When you swap the buffers, you swap the overlapped structure pointers. A read might look like:
ReadFile(hfile, nextptr , FILE_BUFFER + 200, &byteRead, nextoverlapped);
Last edited on Oct 13, 2010 at 3:14pm
Oct 14, 2010 at 7:06am
Got the two overlapped structures set up correctly now, however this line of code:

 
ReadFile(hfile, fileBufferNext, FILE_BUFFER + 200, &byteRead, &stOverlapped);

brings back an error of 87 which I looked up to be Invalid parameter. I have also tried creating a dword named readSize which i set to FILE_BUFFER + 200. This produces the same result.
Oct 14, 2010 at 7:57am
You're still passing in stOverlapped.
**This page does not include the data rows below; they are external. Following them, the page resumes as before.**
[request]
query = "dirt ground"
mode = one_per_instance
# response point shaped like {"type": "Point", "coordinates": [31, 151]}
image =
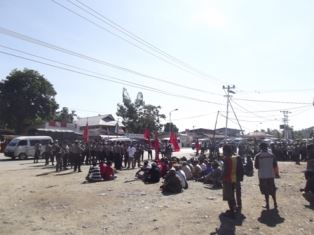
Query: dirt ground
{"type": "Point", "coordinates": [35, 199]}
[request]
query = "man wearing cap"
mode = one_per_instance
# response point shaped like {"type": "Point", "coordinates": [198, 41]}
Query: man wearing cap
{"type": "Point", "coordinates": [232, 176]}
{"type": "Point", "coordinates": [266, 164]}
{"type": "Point", "coordinates": [309, 187]}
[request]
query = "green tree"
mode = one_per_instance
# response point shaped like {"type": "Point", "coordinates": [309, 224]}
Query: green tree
{"type": "Point", "coordinates": [26, 98]}
{"type": "Point", "coordinates": [138, 116]}
{"type": "Point", "coordinates": [64, 116]}
{"type": "Point", "coordinates": [168, 126]}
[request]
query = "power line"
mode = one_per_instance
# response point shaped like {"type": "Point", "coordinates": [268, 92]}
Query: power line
{"type": "Point", "coordinates": [277, 90]}
{"type": "Point", "coordinates": [253, 113]}
{"type": "Point", "coordinates": [122, 38]}
{"type": "Point", "coordinates": [195, 116]}
{"type": "Point", "coordinates": [272, 101]}
{"type": "Point", "coordinates": [274, 110]}
{"type": "Point", "coordinates": [85, 57]}
{"type": "Point", "coordinates": [111, 79]}
{"type": "Point", "coordinates": [173, 60]}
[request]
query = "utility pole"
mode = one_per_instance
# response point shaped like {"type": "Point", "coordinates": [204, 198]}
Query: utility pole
{"type": "Point", "coordinates": [228, 89]}
{"type": "Point", "coordinates": [285, 120]}
{"type": "Point", "coordinates": [170, 119]}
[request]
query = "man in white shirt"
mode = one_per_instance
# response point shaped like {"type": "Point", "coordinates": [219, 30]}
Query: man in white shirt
{"type": "Point", "coordinates": [131, 152]}
{"type": "Point", "coordinates": [266, 162]}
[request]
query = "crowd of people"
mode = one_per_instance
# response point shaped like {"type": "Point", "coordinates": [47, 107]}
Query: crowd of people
{"type": "Point", "coordinates": [223, 171]}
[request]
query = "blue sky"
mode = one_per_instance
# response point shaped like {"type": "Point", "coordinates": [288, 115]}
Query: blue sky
{"type": "Point", "coordinates": [264, 48]}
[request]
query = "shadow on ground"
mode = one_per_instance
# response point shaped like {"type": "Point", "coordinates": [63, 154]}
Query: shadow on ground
{"type": "Point", "coordinates": [228, 225]}
{"type": "Point", "coordinates": [271, 218]}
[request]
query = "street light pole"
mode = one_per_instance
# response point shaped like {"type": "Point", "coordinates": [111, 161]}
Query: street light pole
{"type": "Point", "coordinates": [170, 118]}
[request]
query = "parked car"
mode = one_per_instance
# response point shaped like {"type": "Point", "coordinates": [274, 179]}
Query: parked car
{"type": "Point", "coordinates": [23, 147]}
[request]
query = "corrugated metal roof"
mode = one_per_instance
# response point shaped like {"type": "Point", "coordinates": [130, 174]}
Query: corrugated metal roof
{"type": "Point", "coordinates": [99, 120]}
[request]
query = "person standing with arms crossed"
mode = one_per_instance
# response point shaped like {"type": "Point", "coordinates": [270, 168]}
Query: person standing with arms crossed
{"type": "Point", "coordinates": [232, 176]}
{"type": "Point", "coordinates": [266, 164]}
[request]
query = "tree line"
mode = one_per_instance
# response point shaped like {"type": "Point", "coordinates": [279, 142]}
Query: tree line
{"type": "Point", "coordinates": [27, 99]}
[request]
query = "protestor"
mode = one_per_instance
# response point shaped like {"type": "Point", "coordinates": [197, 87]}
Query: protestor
{"type": "Point", "coordinates": [172, 183]}
{"type": "Point", "coordinates": [66, 155]}
{"type": "Point", "coordinates": [266, 164]}
{"type": "Point", "coordinates": [143, 171]}
{"type": "Point", "coordinates": [309, 187]}
{"type": "Point", "coordinates": [76, 151]}
{"type": "Point", "coordinates": [214, 177]}
{"type": "Point", "coordinates": [48, 153]}
{"type": "Point", "coordinates": [153, 174]}
{"type": "Point", "coordinates": [37, 152]}
{"type": "Point", "coordinates": [232, 176]}
{"type": "Point", "coordinates": [249, 169]}
{"type": "Point", "coordinates": [59, 156]}
{"type": "Point", "coordinates": [164, 167]}
{"type": "Point", "coordinates": [187, 171]}
{"type": "Point", "coordinates": [107, 172]}
{"type": "Point", "coordinates": [180, 173]}
{"type": "Point", "coordinates": [131, 152]}
{"type": "Point", "coordinates": [196, 170]}
{"type": "Point", "coordinates": [94, 174]}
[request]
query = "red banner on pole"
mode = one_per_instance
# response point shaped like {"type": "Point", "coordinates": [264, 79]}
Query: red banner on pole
{"type": "Point", "coordinates": [174, 142]}
{"type": "Point", "coordinates": [86, 134]}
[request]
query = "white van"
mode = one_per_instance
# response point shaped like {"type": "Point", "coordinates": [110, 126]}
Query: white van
{"type": "Point", "coordinates": [23, 147]}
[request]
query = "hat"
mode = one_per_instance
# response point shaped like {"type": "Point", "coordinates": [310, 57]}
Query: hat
{"type": "Point", "coordinates": [263, 145]}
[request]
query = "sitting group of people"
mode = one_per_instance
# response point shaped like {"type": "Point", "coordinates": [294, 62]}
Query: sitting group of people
{"type": "Point", "coordinates": [100, 172]}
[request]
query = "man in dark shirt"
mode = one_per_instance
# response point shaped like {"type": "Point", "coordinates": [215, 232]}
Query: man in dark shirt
{"type": "Point", "coordinates": [309, 187]}
{"type": "Point", "coordinates": [153, 174]}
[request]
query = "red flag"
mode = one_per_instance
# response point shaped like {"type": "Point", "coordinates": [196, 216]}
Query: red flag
{"type": "Point", "coordinates": [52, 123]}
{"type": "Point", "coordinates": [174, 142]}
{"type": "Point", "coordinates": [156, 146]}
{"type": "Point", "coordinates": [147, 135]}
{"type": "Point", "coordinates": [86, 134]}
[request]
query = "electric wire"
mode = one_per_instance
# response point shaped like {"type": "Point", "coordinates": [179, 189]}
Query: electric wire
{"type": "Point", "coordinates": [112, 79]}
{"type": "Point", "coordinates": [271, 101]}
{"type": "Point", "coordinates": [124, 39]}
{"type": "Point", "coordinates": [98, 61]}
{"type": "Point", "coordinates": [137, 38]}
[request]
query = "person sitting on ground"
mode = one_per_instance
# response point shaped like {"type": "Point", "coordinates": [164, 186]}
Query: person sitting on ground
{"type": "Point", "coordinates": [197, 170]}
{"type": "Point", "coordinates": [180, 173]}
{"type": "Point", "coordinates": [172, 183]}
{"type": "Point", "coordinates": [108, 172]}
{"type": "Point", "coordinates": [94, 174]}
{"type": "Point", "coordinates": [215, 176]}
{"type": "Point", "coordinates": [187, 171]}
{"type": "Point", "coordinates": [309, 187]}
{"type": "Point", "coordinates": [153, 174]}
{"type": "Point", "coordinates": [142, 172]}
{"type": "Point", "coordinates": [163, 166]}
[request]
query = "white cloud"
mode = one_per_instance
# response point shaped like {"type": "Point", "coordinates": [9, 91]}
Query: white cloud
{"type": "Point", "coordinates": [207, 14]}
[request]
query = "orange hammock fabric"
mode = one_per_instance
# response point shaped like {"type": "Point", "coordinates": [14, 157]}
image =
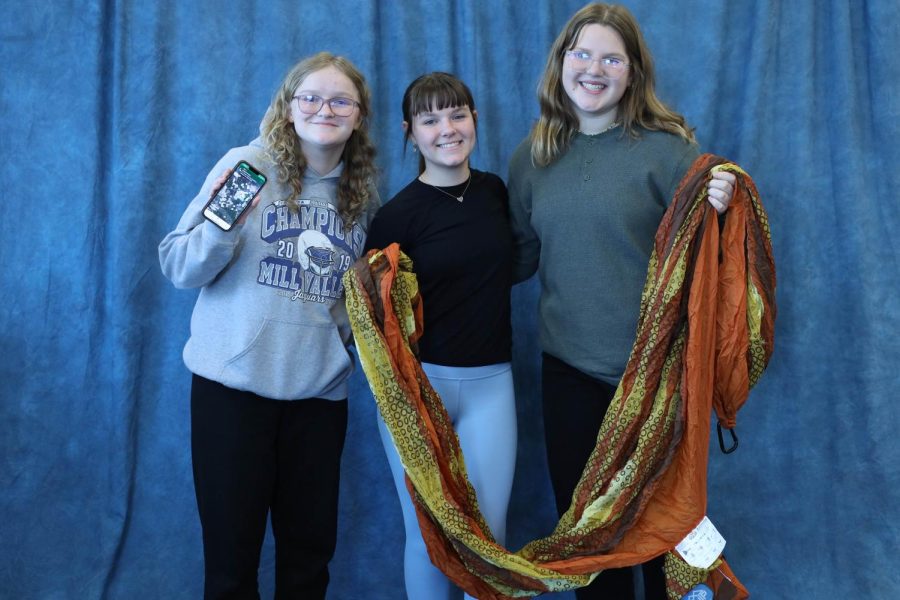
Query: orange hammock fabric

I thought you might be passing in a pointer to an OVERLAPPED that is swapped at the same you swap buffers.
Oct 14, 2010 at 8:00am
Yes but this happens at the first read before any swapping of buffers and am actually using the currentOverlapped pointer as you put in above, same result.
Oct 14, 2010 at 10:47am
Double check the initialisation of OVERLAPPED, I haven't compiled any of the demo code I've posted, it's more a brain dump.
Oct 14, 2010 at 1:51pm
After all that it didnt like the number of bytes I wanted to read!!!! changed it and it seems to work fine.

Thanks for all the help!
Oct 14, 2010 at 6:18pm
That doesn't make sense.
Oct 15, 2010 at 9:06am
No it doesn't really, I did however change the overlap from 200 to 1024 which seemed to fix it, maybe it likes the power of 2!
Oct 15, 2010 at 9:23am
That's interesting. Thanks for the update.
Topic archived. No new replies allowed.